Morning came gray and muted. None of us had slept well, and even Borgu was subdued, grumbling quietly as he sharpened his axe.
We didn't speak of what we'd seen. Not yet. But when the fire had burned down to coals and breakfast was done, I gathered them.
"They're not beasts alone," I said, keeping my voice steady. "The runes on the wolf, the figure in the trees—this is guided. Someone shapes the corruption. Someone intelligent."
Lorian's face went pale. "The Demon Lord's army?"

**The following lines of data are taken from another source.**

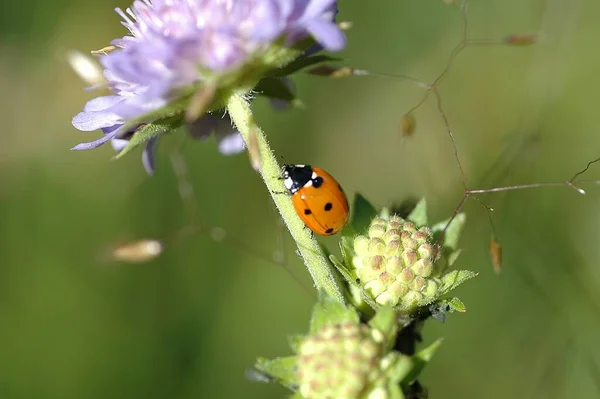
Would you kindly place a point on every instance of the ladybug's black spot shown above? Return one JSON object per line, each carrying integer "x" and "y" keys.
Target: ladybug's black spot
{"x": 317, "y": 182}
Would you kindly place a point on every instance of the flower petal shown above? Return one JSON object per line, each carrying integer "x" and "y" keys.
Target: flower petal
{"x": 96, "y": 143}
{"x": 102, "y": 103}
{"x": 90, "y": 121}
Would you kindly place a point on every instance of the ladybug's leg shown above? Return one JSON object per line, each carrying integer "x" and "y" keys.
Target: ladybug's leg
{"x": 282, "y": 193}
{"x": 312, "y": 233}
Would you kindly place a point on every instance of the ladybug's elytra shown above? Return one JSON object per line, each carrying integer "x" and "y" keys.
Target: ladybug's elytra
{"x": 318, "y": 198}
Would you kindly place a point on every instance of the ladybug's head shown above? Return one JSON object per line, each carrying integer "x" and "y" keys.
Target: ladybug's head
{"x": 296, "y": 176}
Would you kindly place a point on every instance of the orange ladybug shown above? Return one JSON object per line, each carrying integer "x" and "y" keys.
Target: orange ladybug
{"x": 318, "y": 198}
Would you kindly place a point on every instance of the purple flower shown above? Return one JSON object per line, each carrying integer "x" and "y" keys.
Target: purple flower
{"x": 175, "y": 45}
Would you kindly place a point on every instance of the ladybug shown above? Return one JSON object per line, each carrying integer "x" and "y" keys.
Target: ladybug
{"x": 318, "y": 198}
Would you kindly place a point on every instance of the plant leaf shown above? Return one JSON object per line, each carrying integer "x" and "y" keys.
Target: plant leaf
{"x": 362, "y": 214}
{"x": 301, "y": 63}
{"x": 329, "y": 311}
{"x": 385, "y": 322}
{"x": 149, "y": 131}
{"x": 453, "y": 279}
{"x": 419, "y": 215}
{"x": 281, "y": 369}
{"x": 294, "y": 341}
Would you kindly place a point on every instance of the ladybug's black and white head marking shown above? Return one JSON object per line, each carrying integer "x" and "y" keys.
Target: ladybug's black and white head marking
{"x": 298, "y": 176}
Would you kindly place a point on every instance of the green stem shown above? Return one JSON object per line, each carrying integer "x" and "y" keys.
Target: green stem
{"x": 314, "y": 259}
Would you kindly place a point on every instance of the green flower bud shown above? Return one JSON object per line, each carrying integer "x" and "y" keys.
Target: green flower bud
{"x": 344, "y": 361}
{"x": 395, "y": 263}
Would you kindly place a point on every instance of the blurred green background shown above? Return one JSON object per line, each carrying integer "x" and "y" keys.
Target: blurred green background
{"x": 187, "y": 325}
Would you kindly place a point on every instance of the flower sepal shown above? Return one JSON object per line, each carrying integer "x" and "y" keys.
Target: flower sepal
{"x": 399, "y": 262}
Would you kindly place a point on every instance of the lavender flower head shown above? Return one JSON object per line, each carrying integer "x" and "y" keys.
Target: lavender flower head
{"x": 175, "y": 46}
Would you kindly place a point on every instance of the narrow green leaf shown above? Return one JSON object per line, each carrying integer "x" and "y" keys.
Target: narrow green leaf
{"x": 419, "y": 215}
{"x": 347, "y": 249}
{"x": 453, "y": 279}
{"x": 456, "y": 305}
{"x": 149, "y": 131}
{"x": 420, "y": 360}
{"x": 275, "y": 88}
{"x": 440, "y": 309}
{"x": 329, "y": 311}
{"x": 342, "y": 269}
{"x": 294, "y": 341}
{"x": 301, "y": 63}
{"x": 394, "y": 391}
{"x": 282, "y": 369}
{"x": 385, "y": 322}
{"x": 362, "y": 214}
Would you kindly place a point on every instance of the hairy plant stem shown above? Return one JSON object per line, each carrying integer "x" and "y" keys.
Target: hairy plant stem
{"x": 269, "y": 169}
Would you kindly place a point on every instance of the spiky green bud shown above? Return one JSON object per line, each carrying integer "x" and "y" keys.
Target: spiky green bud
{"x": 394, "y": 262}
{"x": 340, "y": 361}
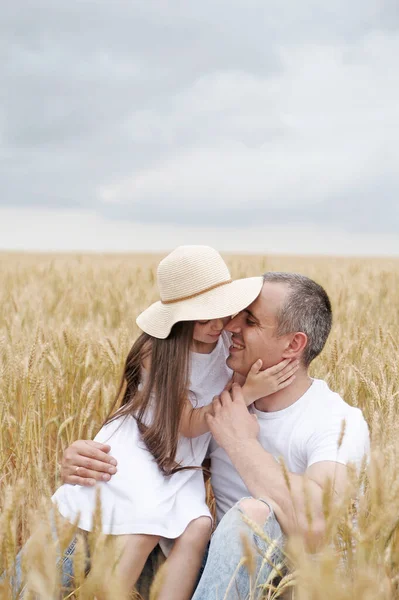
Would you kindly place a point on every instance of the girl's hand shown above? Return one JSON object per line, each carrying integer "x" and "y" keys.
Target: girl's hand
{"x": 263, "y": 383}
{"x": 237, "y": 378}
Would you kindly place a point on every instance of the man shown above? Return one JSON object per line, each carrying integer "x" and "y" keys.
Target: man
{"x": 313, "y": 431}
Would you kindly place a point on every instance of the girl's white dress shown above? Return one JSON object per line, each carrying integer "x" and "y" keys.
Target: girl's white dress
{"x": 139, "y": 498}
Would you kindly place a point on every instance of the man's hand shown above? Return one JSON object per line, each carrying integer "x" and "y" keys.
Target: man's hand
{"x": 84, "y": 462}
{"x": 231, "y": 422}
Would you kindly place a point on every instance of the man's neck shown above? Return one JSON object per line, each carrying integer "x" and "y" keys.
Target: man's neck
{"x": 287, "y": 396}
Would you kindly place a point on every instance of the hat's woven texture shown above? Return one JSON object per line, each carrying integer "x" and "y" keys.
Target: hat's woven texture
{"x": 190, "y": 270}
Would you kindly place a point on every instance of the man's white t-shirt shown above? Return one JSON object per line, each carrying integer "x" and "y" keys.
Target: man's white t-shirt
{"x": 305, "y": 433}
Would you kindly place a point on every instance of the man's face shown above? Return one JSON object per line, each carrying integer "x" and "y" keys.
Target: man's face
{"x": 254, "y": 331}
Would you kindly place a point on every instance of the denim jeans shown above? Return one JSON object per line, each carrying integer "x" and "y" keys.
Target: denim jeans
{"x": 224, "y": 575}
{"x": 221, "y": 569}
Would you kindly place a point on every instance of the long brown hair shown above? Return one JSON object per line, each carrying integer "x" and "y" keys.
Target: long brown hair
{"x": 163, "y": 393}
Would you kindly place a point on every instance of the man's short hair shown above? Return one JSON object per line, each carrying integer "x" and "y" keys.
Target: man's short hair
{"x": 307, "y": 309}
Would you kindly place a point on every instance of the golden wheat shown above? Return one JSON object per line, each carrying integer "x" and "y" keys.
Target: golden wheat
{"x": 67, "y": 324}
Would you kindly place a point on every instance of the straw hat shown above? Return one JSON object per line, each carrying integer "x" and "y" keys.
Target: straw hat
{"x": 195, "y": 285}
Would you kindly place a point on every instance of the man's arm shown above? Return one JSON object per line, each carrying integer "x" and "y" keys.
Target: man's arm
{"x": 297, "y": 500}
{"x": 84, "y": 462}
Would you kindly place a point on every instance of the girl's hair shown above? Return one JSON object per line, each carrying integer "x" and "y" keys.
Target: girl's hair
{"x": 163, "y": 393}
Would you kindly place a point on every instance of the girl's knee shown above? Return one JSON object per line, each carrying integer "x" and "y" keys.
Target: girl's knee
{"x": 256, "y": 510}
{"x": 198, "y": 531}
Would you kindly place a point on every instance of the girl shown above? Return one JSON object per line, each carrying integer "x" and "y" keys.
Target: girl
{"x": 159, "y": 433}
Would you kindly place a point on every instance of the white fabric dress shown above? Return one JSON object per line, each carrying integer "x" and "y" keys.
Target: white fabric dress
{"x": 139, "y": 498}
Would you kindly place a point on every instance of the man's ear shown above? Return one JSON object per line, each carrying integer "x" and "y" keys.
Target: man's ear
{"x": 296, "y": 346}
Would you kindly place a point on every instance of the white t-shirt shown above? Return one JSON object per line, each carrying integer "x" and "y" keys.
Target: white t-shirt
{"x": 306, "y": 432}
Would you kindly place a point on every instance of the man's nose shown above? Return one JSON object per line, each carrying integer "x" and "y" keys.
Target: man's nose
{"x": 217, "y": 325}
{"x": 234, "y": 325}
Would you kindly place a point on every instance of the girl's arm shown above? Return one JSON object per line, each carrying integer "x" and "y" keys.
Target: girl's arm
{"x": 193, "y": 422}
{"x": 257, "y": 384}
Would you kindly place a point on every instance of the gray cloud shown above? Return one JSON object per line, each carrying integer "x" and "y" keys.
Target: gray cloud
{"x": 111, "y": 106}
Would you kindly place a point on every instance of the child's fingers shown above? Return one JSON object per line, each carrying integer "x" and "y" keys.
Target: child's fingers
{"x": 287, "y": 373}
{"x": 286, "y": 383}
{"x": 279, "y": 367}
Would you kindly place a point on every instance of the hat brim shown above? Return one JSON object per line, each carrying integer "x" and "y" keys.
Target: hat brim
{"x": 224, "y": 301}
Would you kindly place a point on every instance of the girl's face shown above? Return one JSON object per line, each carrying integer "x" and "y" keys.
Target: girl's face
{"x": 208, "y": 332}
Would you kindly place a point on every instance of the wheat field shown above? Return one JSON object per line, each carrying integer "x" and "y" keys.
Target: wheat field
{"x": 67, "y": 323}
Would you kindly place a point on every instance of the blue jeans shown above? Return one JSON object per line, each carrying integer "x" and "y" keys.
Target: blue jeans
{"x": 64, "y": 562}
{"x": 224, "y": 575}
{"x": 65, "y": 565}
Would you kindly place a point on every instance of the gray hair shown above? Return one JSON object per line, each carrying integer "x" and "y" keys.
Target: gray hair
{"x": 307, "y": 309}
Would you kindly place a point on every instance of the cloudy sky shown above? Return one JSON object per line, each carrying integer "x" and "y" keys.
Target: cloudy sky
{"x": 250, "y": 125}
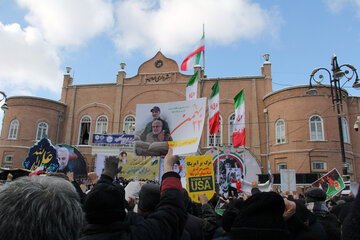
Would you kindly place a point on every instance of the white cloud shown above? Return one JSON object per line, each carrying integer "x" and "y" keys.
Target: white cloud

"Maybe," I admitted. "But maybe not. Sylvara?"
She hesitated, then shook her head. "The runes… they're older. They don't belong to demonkin or their magic. This is something else."
Borgu grunted. "Doesn't matter who. Matters that they're close."
"Exactly," I said. "Which means we can't just sit behind walls and wait. If we don't know what's out there, we're already dead."
The boy's eyes widened. "You mean we go after them?"
"Scout," I corrected. "Not charge headlong. We need to know what hunts us. Where it comes from."
Borgu's grin returned, teeth flashing. "Finally. Orc was getting tired of fences."
Lorian swallowed, but he nodded. "If we stay blind, we'll never be safe."
Sylvara's gaze lingered on me, searching, weighing. At last, she inclined her head. "Then we move cautiously. But yes. We need answers."
The decision settled like a stone in my gut. Every soldier knew the difference between defense and offense. To scout meant to risk exposure. To step into the dark willingly, with no guarantee of return.
But waiting was worse.
That night, as we prepared packs and sharpened weapons, I found myself staring into the treeline again. The woods whispered softly, branches shifting like unseen figures slipping between them.
I thought of the runes carved into bone, the glowing embers within the wolves' ribs, the hooded silhouette watching from the dark.
We weren't alone out here.
And whatever walked in the shadows—it already knew we were here.